Flapping values for load and procs in spite that higher values are explicitly set from config files

Janos.Kiss · July 12, 2023, 12:31pm

Dear Icinga Community,

for a couple nodes the “load” and “procs” checks are flapping.
The higher warning/critical threshold values which are defined in the configuration files are periodically not taken into account and are reverted back to lower Icinga defaults leading to the flapping of the service check.
Couple seconds later the higher values from the config files take effect, so the critical state stops, but this is suddenly periodically overridden again by the low default Icinga values, and the whole deal repeats over and over, several times a minute.

The Icinga version is r2.13.6-1, running on CentOS 7.9 Linux with kernel 3.10.0-1160.76.1.el7.x86_64.

In the file /etc/icinga2/zones.d/master/services.conf non-default high threshold values are explicitly set.
For the load check:

vars.load_wload1 = “70”
vars.load_wload5 = “70”
vars.load_wload15 = “70”
vars.load_cload1 = “90”
vars.load_cload5 = “90”
vars.load_cload15 = “90”

For the procs check:

vars.procs_warning = 3000
vars.procs_critical = 6000

The same values are also defined in the /usr/share/icinga2/include/command-plugins.conf since that is where the low values were still present, so I hoped that changing both config files might fix the issue, but it did not.

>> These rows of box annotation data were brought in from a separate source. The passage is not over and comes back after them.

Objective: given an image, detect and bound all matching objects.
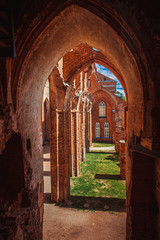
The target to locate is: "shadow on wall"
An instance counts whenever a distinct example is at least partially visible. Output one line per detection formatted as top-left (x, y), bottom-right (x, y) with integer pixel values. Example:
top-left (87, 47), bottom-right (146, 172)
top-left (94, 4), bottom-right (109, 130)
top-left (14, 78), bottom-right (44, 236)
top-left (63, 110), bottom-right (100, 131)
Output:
top-left (0, 133), bottom-right (25, 205)
top-left (44, 193), bottom-right (126, 212)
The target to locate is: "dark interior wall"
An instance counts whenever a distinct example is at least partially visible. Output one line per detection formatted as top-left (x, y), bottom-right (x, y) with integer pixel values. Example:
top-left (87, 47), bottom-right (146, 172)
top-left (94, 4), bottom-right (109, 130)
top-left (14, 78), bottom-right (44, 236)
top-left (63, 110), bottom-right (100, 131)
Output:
top-left (0, 133), bottom-right (25, 205)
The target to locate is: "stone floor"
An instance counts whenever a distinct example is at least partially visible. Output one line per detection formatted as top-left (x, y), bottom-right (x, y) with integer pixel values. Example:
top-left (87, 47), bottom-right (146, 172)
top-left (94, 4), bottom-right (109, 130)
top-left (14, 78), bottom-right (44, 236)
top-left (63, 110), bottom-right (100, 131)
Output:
top-left (43, 146), bottom-right (126, 240)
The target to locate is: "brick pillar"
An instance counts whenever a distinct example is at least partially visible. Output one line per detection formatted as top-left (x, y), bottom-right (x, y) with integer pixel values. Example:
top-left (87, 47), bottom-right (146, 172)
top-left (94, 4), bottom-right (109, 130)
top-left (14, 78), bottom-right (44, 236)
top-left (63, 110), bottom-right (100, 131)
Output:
top-left (126, 145), bottom-right (160, 240)
top-left (75, 112), bottom-right (82, 176)
top-left (85, 106), bottom-right (89, 152)
top-left (50, 109), bottom-right (59, 202)
top-left (89, 108), bottom-right (92, 147)
top-left (119, 140), bottom-right (126, 179)
top-left (71, 111), bottom-right (77, 177)
top-left (82, 102), bottom-right (86, 161)
top-left (44, 98), bottom-right (50, 141)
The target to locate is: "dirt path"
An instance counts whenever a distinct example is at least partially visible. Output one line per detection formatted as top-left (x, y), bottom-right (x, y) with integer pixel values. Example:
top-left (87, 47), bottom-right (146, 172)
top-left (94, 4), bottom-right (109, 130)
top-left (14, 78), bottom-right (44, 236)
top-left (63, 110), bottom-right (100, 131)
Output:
top-left (43, 146), bottom-right (126, 240)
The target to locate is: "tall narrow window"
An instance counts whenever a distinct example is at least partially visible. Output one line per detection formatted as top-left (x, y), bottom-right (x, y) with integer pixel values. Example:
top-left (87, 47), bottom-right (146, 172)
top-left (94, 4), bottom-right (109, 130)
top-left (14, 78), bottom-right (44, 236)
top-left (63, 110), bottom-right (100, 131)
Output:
top-left (96, 123), bottom-right (100, 137)
top-left (99, 101), bottom-right (106, 117)
top-left (104, 123), bottom-right (109, 137)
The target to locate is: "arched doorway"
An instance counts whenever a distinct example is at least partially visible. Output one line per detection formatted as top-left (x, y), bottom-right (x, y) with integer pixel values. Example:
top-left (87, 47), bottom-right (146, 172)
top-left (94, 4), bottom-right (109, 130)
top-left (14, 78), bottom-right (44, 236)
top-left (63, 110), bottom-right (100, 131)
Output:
top-left (8, 2), bottom-right (154, 240)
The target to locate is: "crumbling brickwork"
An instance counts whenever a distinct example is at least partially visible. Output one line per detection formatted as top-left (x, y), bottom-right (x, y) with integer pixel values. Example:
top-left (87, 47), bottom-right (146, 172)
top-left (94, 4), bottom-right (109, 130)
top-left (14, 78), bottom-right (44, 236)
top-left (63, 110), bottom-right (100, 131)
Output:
top-left (0, 0), bottom-right (160, 240)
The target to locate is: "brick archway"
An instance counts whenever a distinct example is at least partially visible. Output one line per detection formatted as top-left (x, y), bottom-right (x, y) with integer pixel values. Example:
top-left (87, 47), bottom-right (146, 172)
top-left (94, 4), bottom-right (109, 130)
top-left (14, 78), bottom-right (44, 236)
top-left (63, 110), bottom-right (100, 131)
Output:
top-left (8, 2), bottom-right (155, 239)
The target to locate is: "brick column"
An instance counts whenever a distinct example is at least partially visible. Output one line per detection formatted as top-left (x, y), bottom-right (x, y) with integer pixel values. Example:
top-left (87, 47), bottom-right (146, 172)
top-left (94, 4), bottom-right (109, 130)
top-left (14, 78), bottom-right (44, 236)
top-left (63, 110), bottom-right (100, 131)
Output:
top-left (71, 111), bottom-right (77, 177)
top-left (119, 140), bottom-right (126, 179)
top-left (126, 144), bottom-right (160, 240)
top-left (75, 112), bottom-right (82, 176)
top-left (82, 100), bottom-right (86, 161)
top-left (50, 109), bottom-right (59, 202)
top-left (89, 108), bottom-right (92, 147)
top-left (85, 103), bottom-right (89, 152)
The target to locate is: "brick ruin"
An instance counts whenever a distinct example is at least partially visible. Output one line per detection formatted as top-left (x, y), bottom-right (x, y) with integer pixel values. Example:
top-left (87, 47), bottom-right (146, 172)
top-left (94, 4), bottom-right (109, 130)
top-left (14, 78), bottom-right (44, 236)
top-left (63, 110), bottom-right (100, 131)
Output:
top-left (0, 0), bottom-right (160, 240)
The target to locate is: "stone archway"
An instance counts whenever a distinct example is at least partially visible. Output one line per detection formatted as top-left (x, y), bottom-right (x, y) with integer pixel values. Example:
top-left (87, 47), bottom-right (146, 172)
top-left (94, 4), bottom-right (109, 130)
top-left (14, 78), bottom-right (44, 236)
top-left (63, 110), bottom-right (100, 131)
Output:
top-left (11, 5), bottom-right (152, 240)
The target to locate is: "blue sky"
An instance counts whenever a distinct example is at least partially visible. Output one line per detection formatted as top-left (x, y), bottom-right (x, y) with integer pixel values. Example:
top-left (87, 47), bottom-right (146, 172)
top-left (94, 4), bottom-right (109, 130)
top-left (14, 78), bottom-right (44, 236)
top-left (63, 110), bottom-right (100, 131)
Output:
top-left (95, 63), bottom-right (125, 96)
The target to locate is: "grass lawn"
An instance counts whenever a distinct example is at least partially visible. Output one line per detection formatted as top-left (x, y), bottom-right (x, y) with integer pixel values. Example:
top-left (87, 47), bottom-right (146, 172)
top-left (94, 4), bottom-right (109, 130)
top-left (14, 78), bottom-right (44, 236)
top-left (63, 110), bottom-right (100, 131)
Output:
top-left (71, 152), bottom-right (126, 211)
top-left (92, 142), bottom-right (114, 147)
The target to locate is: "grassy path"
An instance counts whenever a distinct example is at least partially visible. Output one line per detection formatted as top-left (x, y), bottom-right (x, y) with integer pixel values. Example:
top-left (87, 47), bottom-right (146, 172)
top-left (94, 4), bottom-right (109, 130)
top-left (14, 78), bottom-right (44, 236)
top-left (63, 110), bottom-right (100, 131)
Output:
top-left (71, 152), bottom-right (126, 211)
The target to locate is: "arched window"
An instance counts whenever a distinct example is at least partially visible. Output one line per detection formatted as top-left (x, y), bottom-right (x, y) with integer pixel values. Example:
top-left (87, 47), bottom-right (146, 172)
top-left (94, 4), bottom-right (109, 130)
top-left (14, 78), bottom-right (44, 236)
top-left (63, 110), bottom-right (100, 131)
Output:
top-left (99, 101), bottom-right (106, 117)
top-left (96, 123), bottom-right (100, 137)
top-left (104, 123), bottom-right (109, 137)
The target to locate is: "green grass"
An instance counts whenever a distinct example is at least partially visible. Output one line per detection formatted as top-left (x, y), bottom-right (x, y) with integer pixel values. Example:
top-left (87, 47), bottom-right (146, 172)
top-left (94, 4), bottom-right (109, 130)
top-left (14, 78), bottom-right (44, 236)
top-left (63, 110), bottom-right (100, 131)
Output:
top-left (71, 153), bottom-right (126, 199)
top-left (92, 142), bottom-right (114, 147)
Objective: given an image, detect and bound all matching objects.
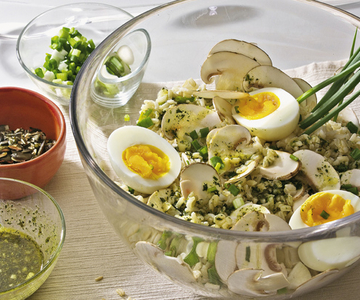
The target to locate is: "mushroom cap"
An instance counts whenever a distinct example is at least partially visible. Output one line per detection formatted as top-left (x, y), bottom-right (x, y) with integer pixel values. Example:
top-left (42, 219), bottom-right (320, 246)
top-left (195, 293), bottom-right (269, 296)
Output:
top-left (135, 241), bottom-right (195, 283)
top-left (200, 51), bottom-right (259, 91)
top-left (259, 150), bottom-right (301, 180)
top-left (243, 65), bottom-right (303, 99)
top-left (293, 149), bottom-right (340, 191)
top-left (209, 39), bottom-right (272, 65)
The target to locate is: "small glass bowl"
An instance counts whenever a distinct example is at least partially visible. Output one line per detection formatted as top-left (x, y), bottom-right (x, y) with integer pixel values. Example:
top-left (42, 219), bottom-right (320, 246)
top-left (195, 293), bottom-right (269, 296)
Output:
top-left (0, 178), bottom-right (66, 300)
top-left (16, 3), bottom-right (133, 105)
top-left (91, 28), bottom-right (151, 108)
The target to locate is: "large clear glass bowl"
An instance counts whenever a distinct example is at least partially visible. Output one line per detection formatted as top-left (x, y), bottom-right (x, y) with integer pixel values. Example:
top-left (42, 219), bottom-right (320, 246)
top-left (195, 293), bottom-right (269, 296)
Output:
top-left (70, 0), bottom-right (360, 299)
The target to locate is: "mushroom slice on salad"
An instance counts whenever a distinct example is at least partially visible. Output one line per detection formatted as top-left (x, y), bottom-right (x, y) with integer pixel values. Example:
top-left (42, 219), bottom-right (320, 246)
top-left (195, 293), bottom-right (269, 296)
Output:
top-left (135, 241), bottom-right (195, 283)
top-left (200, 51), bottom-right (259, 91)
top-left (243, 66), bottom-right (303, 98)
top-left (293, 149), bottom-right (340, 191)
top-left (209, 39), bottom-right (272, 65)
top-left (228, 268), bottom-right (289, 297)
top-left (259, 150), bottom-right (301, 180)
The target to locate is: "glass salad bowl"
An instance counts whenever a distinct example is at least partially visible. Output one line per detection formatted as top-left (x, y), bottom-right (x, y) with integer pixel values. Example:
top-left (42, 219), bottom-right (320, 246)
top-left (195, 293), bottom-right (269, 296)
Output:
top-left (16, 2), bottom-right (133, 106)
top-left (70, 0), bottom-right (360, 299)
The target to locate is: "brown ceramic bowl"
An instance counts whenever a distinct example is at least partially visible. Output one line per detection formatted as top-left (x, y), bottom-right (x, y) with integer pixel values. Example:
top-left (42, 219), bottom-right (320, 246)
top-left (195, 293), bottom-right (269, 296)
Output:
top-left (0, 87), bottom-right (66, 199)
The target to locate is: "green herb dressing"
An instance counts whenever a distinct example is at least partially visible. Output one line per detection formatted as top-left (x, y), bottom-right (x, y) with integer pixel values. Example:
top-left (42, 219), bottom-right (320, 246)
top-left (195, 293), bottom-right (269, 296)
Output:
top-left (0, 227), bottom-right (44, 292)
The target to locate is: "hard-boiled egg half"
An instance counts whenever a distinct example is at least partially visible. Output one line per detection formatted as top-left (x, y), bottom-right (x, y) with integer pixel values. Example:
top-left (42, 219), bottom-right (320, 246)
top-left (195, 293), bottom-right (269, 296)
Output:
top-left (107, 126), bottom-right (181, 194)
top-left (289, 190), bottom-right (360, 229)
top-left (289, 190), bottom-right (360, 272)
top-left (232, 87), bottom-right (300, 141)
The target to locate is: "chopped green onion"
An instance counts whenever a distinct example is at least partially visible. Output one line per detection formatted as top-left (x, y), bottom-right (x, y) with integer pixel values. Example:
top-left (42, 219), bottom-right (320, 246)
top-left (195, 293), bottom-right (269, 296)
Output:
top-left (199, 146), bottom-right (208, 159)
top-left (228, 183), bottom-right (240, 196)
top-left (346, 121), bottom-right (359, 133)
top-left (233, 197), bottom-right (245, 209)
top-left (210, 156), bottom-right (225, 171)
top-left (290, 154), bottom-right (299, 161)
top-left (35, 68), bottom-right (44, 78)
top-left (207, 186), bottom-right (217, 193)
top-left (208, 266), bottom-right (221, 285)
top-left (189, 130), bottom-right (199, 140)
top-left (200, 127), bottom-right (209, 138)
top-left (350, 148), bottom-right (360, 160)
top-left (320, 210), bottom-right (330, 220)
top-left (245, 246), bottom-right (251, 262)
top-left (174, 96), bottom-right (194, 104)
top-left (191, 140), bottom-right (202, 151)
top-left (184, 237), bottom-right (202, 267)
top-left (206, 242), bottom-right (217, 264)
top-left (137, 117), bottom-right (154, 128)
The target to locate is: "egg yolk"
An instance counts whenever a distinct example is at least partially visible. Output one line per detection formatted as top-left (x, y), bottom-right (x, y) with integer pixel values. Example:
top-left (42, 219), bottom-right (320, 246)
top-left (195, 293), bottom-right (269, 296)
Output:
top-left (236, 92), bottom-right (280, 120)
top-left (122, 145), bottom-right (170, 179)
top-left (300, 192), bottom-right (354, 226)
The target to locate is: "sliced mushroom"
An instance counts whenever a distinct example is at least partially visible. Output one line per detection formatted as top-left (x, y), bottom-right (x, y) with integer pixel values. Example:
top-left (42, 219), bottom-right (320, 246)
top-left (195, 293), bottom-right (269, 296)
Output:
top-left (201, 51), bottom-right (259, 91)
top-left (147, 189), bottom-right (180, 216)
top-left (259, 150), bottom-right (301, 180)
top-left (243, 66), bottom-right (303, 98)
top-left (293, 149), bottom-right (340, 191)
top-left (213, 96), bottom-right (235, 124)
top-left (340, 169), bottom-right (360, 191)
top-left (193, 90), bottom-right (248, 99)
top-left (215, 240), bottom-right (238, 282)
top-left (135, 241), bottom-right (195, 283)
top-left (292, 269), bottom-right (339, 298)
top-left (161, 104), bottom-right (221, 139)
top-left (225, 158), bottom-right (260, 183)
top-left (228, 268), bottom-right (289, 297)
top-left (209, 39), bottom-right (272, 65)
top-left (288, 261), bottom-right (312, 290)
top-left (206, 124), bottom-right (256, 159)
top-left (180, 163), bottom-right (221, 199)
top-left (227, 268), bottom-right (264, 297)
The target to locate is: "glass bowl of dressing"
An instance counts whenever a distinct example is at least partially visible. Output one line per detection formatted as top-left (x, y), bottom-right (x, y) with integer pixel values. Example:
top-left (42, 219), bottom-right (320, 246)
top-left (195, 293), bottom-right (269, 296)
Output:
top-left (0, 178), bottom-right (65, 300)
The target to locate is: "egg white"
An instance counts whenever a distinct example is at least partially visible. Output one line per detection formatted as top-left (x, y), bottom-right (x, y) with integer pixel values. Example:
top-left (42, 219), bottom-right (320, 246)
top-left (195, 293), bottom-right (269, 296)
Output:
top-left (232, 87), bottom-right (300, 141)
top-left (107, 126), bottom-right (181, 194)
top-left (289, 190), bottom-right (360, 229)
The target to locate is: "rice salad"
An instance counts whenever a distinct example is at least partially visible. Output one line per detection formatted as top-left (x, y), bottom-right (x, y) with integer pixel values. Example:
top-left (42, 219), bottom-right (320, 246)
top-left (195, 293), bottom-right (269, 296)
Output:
top-left (114, 79), bottom-right (360, 229)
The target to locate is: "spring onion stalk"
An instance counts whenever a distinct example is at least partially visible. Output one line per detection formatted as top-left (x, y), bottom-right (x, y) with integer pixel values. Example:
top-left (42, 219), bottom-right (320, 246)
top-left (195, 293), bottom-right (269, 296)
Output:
top-left (184, 237), bottom-right (202, 267)
top-left (299, 71), bottom-right (360, 129)
top-left (297, 61), bottom-right (360, 103)
top-left (297, 30), bottom-right (360, 134)
top-left (304, 86), bottom-right (360, 134)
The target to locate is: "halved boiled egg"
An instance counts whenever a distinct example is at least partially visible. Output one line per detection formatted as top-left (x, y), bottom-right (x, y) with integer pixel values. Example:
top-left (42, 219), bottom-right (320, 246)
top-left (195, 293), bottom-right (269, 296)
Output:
top-left (232, 87), bottom-right (300, 141)
top-left (107, 126), bottom-right (181, 194)
top-left (289, 190), bottom-right (360, 229)
top-left (289, 190), bottom-right (360, 272)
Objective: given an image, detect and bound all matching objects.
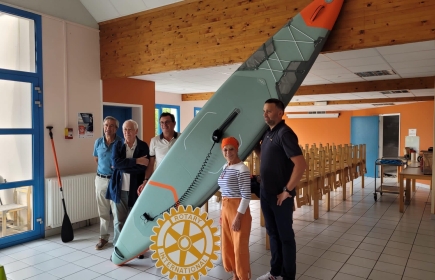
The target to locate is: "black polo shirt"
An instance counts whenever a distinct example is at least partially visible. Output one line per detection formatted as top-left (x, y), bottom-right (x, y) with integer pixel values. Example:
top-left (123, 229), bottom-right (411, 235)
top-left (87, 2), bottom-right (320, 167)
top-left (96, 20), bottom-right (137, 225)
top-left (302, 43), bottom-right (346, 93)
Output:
top-left (260, 120), bottom-right (302, 196)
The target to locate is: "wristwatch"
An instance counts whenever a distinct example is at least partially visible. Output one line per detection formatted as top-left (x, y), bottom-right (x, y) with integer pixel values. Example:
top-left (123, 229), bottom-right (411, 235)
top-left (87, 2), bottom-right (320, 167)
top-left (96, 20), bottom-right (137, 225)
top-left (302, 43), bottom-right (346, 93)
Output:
top-left (282, 187), bottom-right (292, 194)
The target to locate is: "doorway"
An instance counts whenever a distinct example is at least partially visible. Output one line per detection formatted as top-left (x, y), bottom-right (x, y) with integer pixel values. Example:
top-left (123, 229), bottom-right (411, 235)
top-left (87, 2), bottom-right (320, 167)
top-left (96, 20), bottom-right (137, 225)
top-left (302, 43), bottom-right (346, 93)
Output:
top-left (379, 114), bottom-right (400, 177)
top-left (350, 116), bottom-right (379, 178)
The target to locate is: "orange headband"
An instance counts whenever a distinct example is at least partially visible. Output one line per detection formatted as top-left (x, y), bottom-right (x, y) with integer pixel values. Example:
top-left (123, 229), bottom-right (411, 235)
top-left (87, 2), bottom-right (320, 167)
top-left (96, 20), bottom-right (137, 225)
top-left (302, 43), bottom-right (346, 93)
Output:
top-left (221, 137), bottom-right (239, 150)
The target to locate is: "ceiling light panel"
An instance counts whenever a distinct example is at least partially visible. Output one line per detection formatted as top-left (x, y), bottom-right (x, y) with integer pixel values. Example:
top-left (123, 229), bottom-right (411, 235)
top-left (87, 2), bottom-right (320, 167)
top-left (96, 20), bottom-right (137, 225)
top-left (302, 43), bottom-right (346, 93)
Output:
top-left (325, 48), bottom-right (379, 61)
top-left (80, 0), bottom-right (120, 22)
top-left (110, 0), bottom-right (147, 16)
top-left (384, 48), bottom-right (435, 63)
top-left (376, 40), bottom-right (435, 55)
top-left (142, 0), bottom-right (182, 9)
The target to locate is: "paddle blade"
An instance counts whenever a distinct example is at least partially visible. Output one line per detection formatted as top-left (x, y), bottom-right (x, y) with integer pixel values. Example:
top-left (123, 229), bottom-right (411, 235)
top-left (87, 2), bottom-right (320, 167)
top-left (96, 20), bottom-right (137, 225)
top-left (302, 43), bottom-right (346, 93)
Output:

After config changes the icinga2 service was restarted several times, that did not fix the flapping either.

In the web interface for a few hosts there are critical errors popping up periodically (multiple times per minute), where the WebGUI shows the default low values for the warning/critical thresholds.
For example:
Performance data
Label Value Warning Critical
procs 999.00 250.00 400.00

Couple seconds later the higher threshold values which were defined in the config files take effect. At this stage warning/critical threshold values displayed in the WebGUI are now those higher values which were set from the config files, and the red critical states are gone from the WebGUI, all is green:
Performance data
Label Value Warning Critical
procs 1,005.00 3,000.00 6,000.00

In couple seconds the higher threshold values from the config files are reset back again to the default low values, and critical checks appear in red.
The same thing repeats several times a minute, which makes the whole check very annoying and pointless.

I just can not figure out where are those pesky default values still stored, or why are they periodically set/reset from the low Icinga default values to the higher custom values and back again.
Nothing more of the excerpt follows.